Destaca-se que, embora seja frequente associar o estresse, a ansiedade e a depressão à profissão docente em estudos nacionais (Albuquerque, Petterle, Tostes, & Silva, 2018) e internacionais (Narvaéz & Orosco, 2017), poucos apresentam como foco o ensino técnico. Apenas a pesquisa realizada no estado de Mato Grosso do Sul, em duas escolas técnicas privadas da cidade de Dourados, foi localizada, a qual indicou níveis de ansiedade e estresse em todos os docentes avaliados, sendo as causas associadas às dificuldades enfrentadas em decorrência da ausência de formação pedagógica para lecionar nesse nível de ensino (Hortelan, Missio, Renovato, & Sgarbi, 2018).

Nesse sentido, e considerando que a competitividade entre escolas técnicas privadas pode afetar o clima escolar e causar riscos à saúde mental docente, tor-na-se relevante e justifica-se um estudo que aborde tal contexto.
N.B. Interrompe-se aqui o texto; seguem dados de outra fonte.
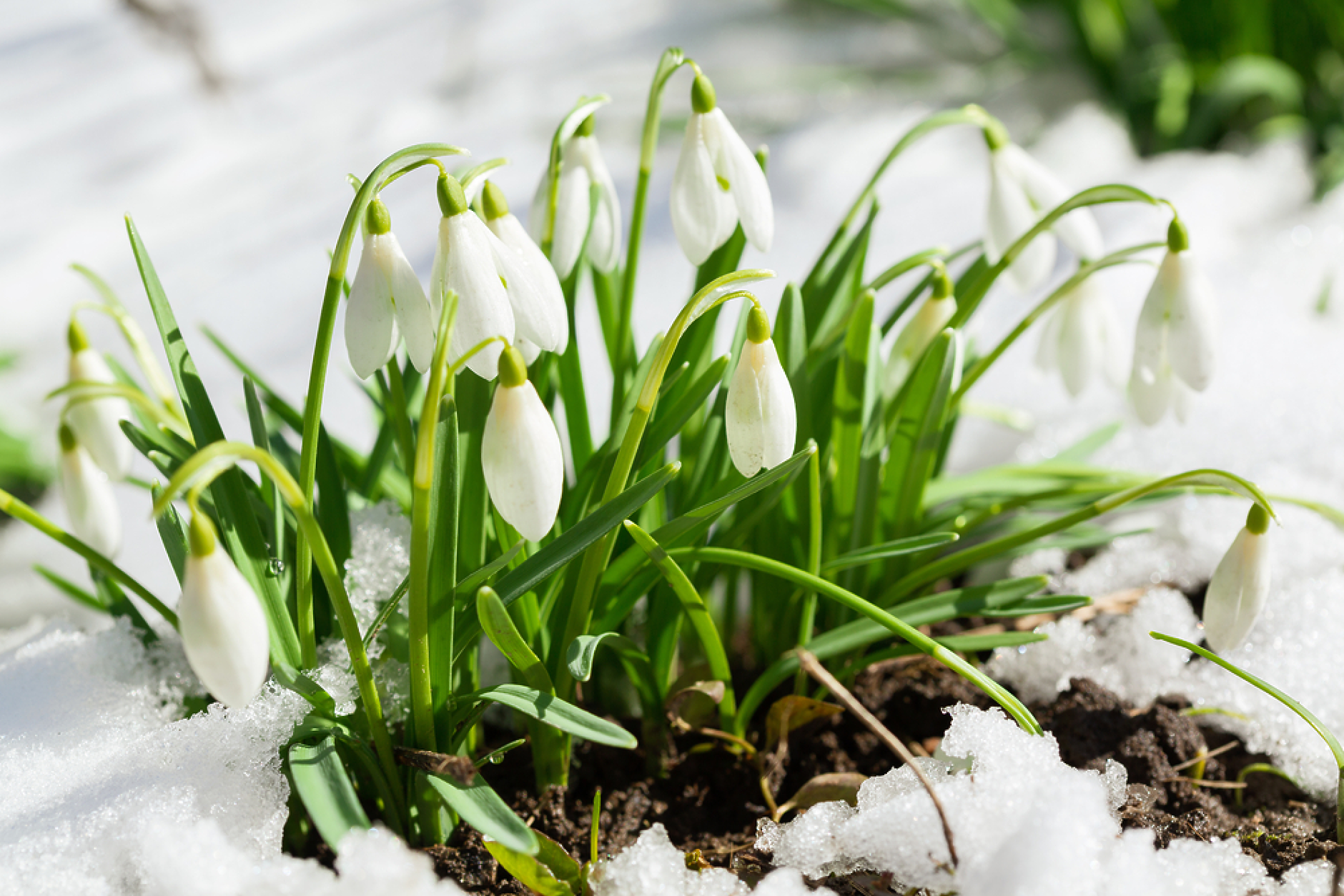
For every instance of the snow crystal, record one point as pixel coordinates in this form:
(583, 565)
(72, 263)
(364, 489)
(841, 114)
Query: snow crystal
(653, 867)
(1023, 822)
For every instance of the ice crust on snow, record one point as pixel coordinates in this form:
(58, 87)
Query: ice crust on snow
(1023, 822)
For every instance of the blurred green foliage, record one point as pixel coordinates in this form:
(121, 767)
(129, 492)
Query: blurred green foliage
(1191, 73)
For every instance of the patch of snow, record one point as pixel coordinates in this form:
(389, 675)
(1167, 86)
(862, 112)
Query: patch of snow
(1023, 822)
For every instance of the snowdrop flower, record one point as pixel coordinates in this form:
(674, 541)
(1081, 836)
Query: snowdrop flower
(581, 168)
(97, 424)
(716, 183)
(224, 629)
(762, 421)
(1174, 342)
(534, 292)
(89, 500)
(467, 264)
(1020, 192)
(520, 453)
(916, 336)
(1081, 339)
(1240, 584)
(386, 302)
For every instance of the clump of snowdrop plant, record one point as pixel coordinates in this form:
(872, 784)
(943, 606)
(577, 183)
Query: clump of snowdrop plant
(806, 462)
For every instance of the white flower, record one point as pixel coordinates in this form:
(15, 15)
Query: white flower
(1240, 584)
(1020, 192)
(520, 453)
(534, 292)
(1082, 339)
(914, 337)
(467, 264)
(1174, 342)
(97, 422)
(386, 302)
(222, 625)
(90, 503)
(761, 418)
(581, 168)
(716, 183)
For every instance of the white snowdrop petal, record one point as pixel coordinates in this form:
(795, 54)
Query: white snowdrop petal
(224, 629)
(1008, 218)
(1237, 592)
(604, 247)
(90, 503)
(702, 210)
(483, 309)
(761, 417)
(522, 461)
(534, 291)
(414, 319)
(1078, 229)
(97, 424)
(746, 181)
(573, 207)
(370, 320)
(1191, 346)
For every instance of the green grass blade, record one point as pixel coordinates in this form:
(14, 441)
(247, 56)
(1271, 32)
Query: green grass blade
(325, 790)
(481, 807)
(558, 714)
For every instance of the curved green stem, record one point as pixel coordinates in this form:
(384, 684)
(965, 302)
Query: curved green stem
(327, 328)
(852, 601)
(971, 299)
(668, 65)
(423, 482)
(82, 392)
(1303, 712)
(134, 339)
(987, 549)
(596, 558)
(24, 514)
(201, 470)
(1044, 305)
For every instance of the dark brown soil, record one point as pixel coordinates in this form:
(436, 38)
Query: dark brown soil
(710, 800)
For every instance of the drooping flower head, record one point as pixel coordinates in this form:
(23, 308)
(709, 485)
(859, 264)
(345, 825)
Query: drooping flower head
(1081, 339)
(582, 167)
(520, 453)
(1174, 342)
(716, 183)
(222, 625)
(97, 422)
(1240, 584)
(761, 417)
(90, 503)
(386, 302)
(917, 335)
(465, 262)
(534, 292)
(1022, 191)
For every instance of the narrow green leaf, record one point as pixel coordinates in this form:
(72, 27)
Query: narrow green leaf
(502, 632)
(238, 527)
(481, 807)
(698, 614)
(558, 714)
(325, 789)
(896, 549)
(528, 870)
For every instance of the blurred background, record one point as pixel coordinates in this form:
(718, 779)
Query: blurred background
(227, 129)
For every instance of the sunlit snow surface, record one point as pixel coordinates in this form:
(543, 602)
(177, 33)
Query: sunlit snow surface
(104, 792)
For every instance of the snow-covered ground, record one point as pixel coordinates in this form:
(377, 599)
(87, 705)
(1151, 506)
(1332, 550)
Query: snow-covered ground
(238, 198)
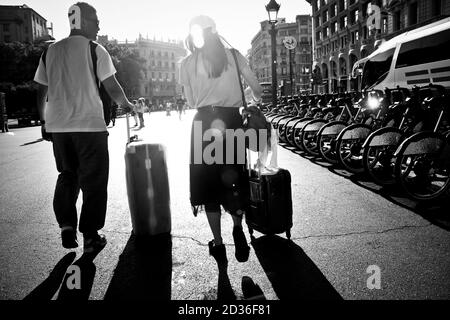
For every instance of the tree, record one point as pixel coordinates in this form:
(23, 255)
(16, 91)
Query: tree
(129, 67)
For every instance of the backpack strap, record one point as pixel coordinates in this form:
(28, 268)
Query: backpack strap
(93, 46)
(233, 52)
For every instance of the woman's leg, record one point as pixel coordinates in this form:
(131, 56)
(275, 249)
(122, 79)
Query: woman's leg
(237, 221)
(213, 214)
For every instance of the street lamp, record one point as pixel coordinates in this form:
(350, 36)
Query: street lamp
(272, 10)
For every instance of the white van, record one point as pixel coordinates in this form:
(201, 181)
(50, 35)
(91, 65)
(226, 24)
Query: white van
(414, 58)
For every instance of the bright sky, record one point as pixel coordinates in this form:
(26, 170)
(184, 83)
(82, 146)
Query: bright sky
(237, 20)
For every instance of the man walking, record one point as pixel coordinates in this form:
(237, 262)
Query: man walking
(73, 119)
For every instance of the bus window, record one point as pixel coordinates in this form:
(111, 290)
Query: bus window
(377, 68)
(428, 49)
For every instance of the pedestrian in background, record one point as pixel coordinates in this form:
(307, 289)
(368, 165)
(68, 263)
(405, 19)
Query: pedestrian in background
(209, 77)
(140, 111)
(73, 119)
(114, 108)
(134, 113)
(180, 105)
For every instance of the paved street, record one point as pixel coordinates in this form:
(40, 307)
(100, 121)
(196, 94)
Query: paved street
(341, 227)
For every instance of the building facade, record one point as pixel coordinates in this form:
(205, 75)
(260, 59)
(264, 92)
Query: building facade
(159, 80)
(348, 30)
(22, 24)
(292, 64)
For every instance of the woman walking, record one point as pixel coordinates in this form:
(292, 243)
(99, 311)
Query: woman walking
(211, 85)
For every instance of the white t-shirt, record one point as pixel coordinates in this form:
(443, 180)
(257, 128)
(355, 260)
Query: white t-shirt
(74, 104)
(222, 91)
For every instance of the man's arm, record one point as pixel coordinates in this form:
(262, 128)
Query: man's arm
(41, 98)
(115, 91)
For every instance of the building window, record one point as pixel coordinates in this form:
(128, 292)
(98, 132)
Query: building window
(412, 14)
(343, 22)
(333, 10)
(397, 21)
(384, 26)
(436, 8)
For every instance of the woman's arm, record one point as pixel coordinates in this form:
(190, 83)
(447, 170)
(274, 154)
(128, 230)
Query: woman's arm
(249, 77)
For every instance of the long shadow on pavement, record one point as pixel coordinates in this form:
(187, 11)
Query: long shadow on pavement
(293, 274)
(47, 289)
(32, 142)
(144, 270)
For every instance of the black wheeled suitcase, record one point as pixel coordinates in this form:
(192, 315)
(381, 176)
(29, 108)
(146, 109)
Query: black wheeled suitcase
(270, 207)
(147, 187)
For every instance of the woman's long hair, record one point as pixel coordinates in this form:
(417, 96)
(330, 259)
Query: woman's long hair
(213, 52)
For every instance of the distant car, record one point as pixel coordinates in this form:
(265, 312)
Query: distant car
(417, 57)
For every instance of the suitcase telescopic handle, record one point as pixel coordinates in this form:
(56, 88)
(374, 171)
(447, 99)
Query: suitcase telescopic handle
(249, 165)
(128, 127)
(129, 137)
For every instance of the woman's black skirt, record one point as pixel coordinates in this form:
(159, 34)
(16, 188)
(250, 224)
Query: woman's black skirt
(218, 174)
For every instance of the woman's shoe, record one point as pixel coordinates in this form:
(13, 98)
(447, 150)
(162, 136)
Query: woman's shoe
(240, 242)
(218, 252)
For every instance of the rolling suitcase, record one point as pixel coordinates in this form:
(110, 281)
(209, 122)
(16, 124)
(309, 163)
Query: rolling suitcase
(270, 202)
(147, 187)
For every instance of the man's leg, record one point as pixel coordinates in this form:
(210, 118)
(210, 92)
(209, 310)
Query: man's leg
(92, 149)
(67, 187)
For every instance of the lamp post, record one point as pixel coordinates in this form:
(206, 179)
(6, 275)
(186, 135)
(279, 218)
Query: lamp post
(272, 9)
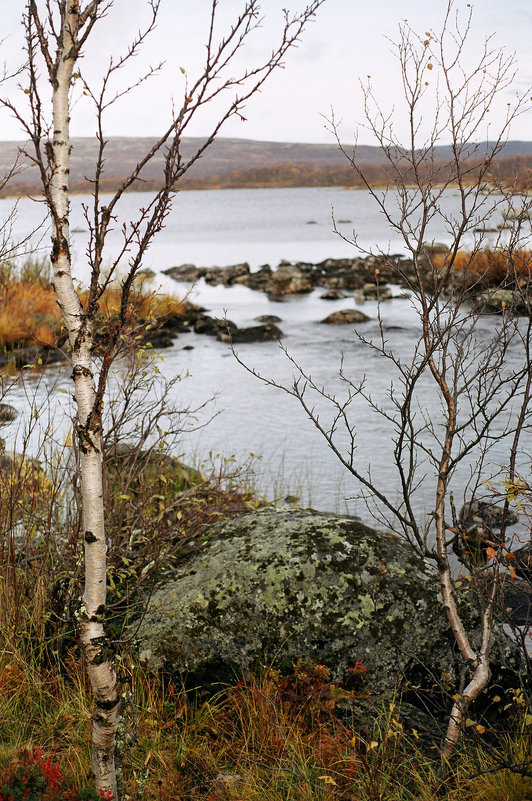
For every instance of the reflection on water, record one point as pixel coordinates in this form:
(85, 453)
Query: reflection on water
(259, 226)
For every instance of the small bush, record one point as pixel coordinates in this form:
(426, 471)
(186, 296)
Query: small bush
(33, 777)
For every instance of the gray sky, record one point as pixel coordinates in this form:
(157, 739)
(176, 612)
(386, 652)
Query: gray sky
(345, 42)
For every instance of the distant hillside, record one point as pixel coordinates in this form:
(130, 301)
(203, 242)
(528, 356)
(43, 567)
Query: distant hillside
(231, 163)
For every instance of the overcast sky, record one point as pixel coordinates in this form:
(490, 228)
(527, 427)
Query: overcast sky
(345, 42)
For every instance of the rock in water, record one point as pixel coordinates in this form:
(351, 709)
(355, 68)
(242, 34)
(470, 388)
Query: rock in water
(294, 583)
(346, 317)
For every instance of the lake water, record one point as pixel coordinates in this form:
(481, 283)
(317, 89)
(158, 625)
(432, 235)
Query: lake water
(264, 226)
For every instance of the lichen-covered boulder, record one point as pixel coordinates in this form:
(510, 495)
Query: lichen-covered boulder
(294, 583)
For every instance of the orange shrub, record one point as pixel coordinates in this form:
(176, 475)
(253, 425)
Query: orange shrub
(30, 315)
(492, 265)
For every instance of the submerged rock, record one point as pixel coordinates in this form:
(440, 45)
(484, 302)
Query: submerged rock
(333, 294)
(288, 279)
(298, 584)
(267, 332)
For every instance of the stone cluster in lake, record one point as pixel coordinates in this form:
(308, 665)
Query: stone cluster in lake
(293, 279)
Portanto, no presente estudo o objetivo foi avaliar o clima escolar e os indicadores de estresse, ansiedade e depressão em professores do ensino técnico médio privado. Particularmente, examinaram-se a contribuição e a extensão em que o clima escolar afeta os indicadores de estresse, ansiedade e depressão em professores desse nível de ensino.

 

2. Método

2.1 Delineamento e participantes

Trata-se de um estudo observacional-analítico, de corte transversal e abordagem quantitativa. A amostra, classificada como não probabilística, foi selecionada por conveniência entre professores do ensino técnico de nível médio, vinculados a oito das 171 escolas privadas de Porto Alegre, no Rio Grande do Sul, e da região metropolitana. Mais de 120 professores foram convidados, mas 62 aceitaram participar. Eles tinham idade média de 41,74 anos (DP = 12,3), sendo o sexo masculino predominante (61,3%). A maioria era casada (58,1%), com moda de um filho. A escolaridade predominante foi pós-graduação lato sensu (56,5%), tempo médio de experiência em docência de 10,32 anos (DP = 8,5) e tempo médio de experiência em docência no ensino técnico de 6,97 anos (DP = 5,5).

2.2 Instrumentos

Questionário de Dados Sociodemográficos e Laborais: instrumento autoaplicável e elaborado para obter informações para caraterização da amostra quanto a idade, sexo, estado civil, escolaridade, cargo, turno e tempo de trabalho, cursos e disciplinas ministrados, quantidade de horas trabalhadas, presença de doenças físicas ou mentais, frequência de atestados médicos e pedidos de afastamentos do trabalho.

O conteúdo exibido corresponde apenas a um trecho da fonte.